If this court should grant the preliminary injunction sought by complainants, such, in effect, would be tantamount to a mandatory injunction to require the utility to maintain its present rate of fare pending complainants appeal to the Supreme Court. Aside from the fact that the board has ample authority, if exercised, to effectuate such purpose, I have in mind that such injunctions are rarely granted before final hearing, are always granted cautiously, and am strictly confined to cases where the remedy at law is not only inadequate but the necessity therefor extreme. Spoor-Thompson Machine Co. v. Bennett Film Laboratories et al., 105 N. J. Eq. 108,147 A. 202, and cases therein cited, among which, McCran v. Public Service Railway Co., 95 N. J. Eq. 22, 122 A. 205. The McCran Case, supra, cited by counsel for the complainants, and the case of McCran v. Western Union Tel. Co., 94 N. J. Eq. 281, 120 A. 515, both of which I have considered, are inapplicable in my judgment to the matters sub judice.

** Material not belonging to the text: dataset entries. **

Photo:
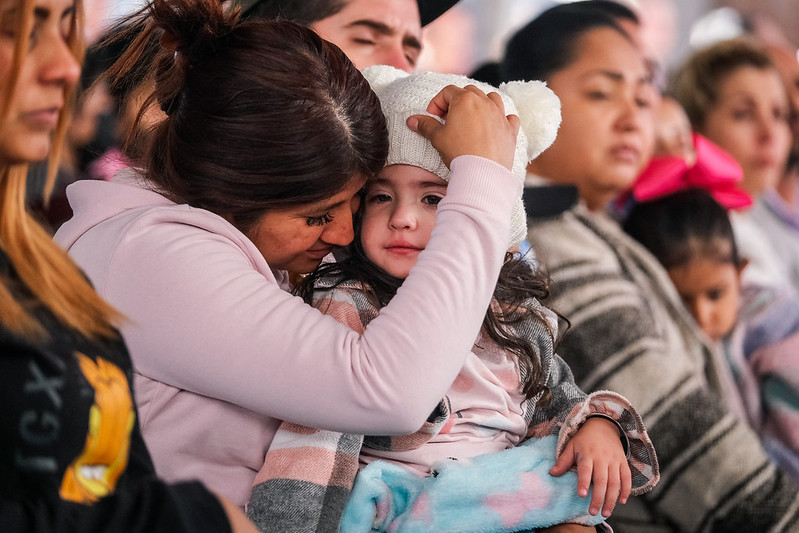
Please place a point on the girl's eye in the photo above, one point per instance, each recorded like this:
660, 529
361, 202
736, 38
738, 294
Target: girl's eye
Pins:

The complainants, in the matters sub judice, would have this court stay by injunction the operation of the proposed increase in rates until such time as complainants may resort to the Supreme Court in banc for relief. In Clark v. Board of Education of Bayonne, 76 N. J. Eq. 326, at page 328, 74 A. 319, 25 L. R. A. (N. S.) 827, 139 Am. St. Rep. 763, the Court of Errors and Appeals declared: "The question is squarely presented as to whether a Court of Chancery has jurisdiction to interfere in proceedings in a court of law where the case is one within the jurisdiction of that court, and where no independent equity is shown except the claim that the complainant is in good faith seeking to review the judgment of the court of law, and has been unable to secure from any law court a stay pending the appeal. The learned Vice Chancellor below was constrained to follow the only equity precedent in this state, where another Vice Chancellor allowed an injunction under similar circumstances in order to preserve the status quo of the litigation until the appeal could be heard. People's Traction Co. v. Central Passenger Railway Co., 67 N. J. Eq. [1 Robb.] 370, 58 A. 597. That case we decline to approve, and overrule it as unsound. * * * The question as to the stay and the applicant's right thereto, which is erroneously declared in the People's Traction Co. Case to constitute an independent equity, on the contrary, involves but a mere step in procedure in the law action, to be applied in the exercise of an equitable jurisdiction in that court and not in the court of equity. The Court of Chancery has no jurisdiction to interfere with a judgment of the Supreme Court except where some well-defined independent equitable ground exists for restraining the enforcement thereof. That an unsuccessful litigant in a court of law has appealed therefrom and is unable meanwhile to secure from any law court a restraint against further proceedings under the judgment below is not, as declared in People's Traction Co. v. Central Passenger Railway Co., supra, an independent equity which gives the Court of Chancery jurisdiction to interfere, although such proceedings under the judgment may result in such a change in the status of the subject-matter of the controversy as may make nugatory the judgment of the court of review when pronounced."
I will advise an order denying the order to show cause sought by the complainants herein.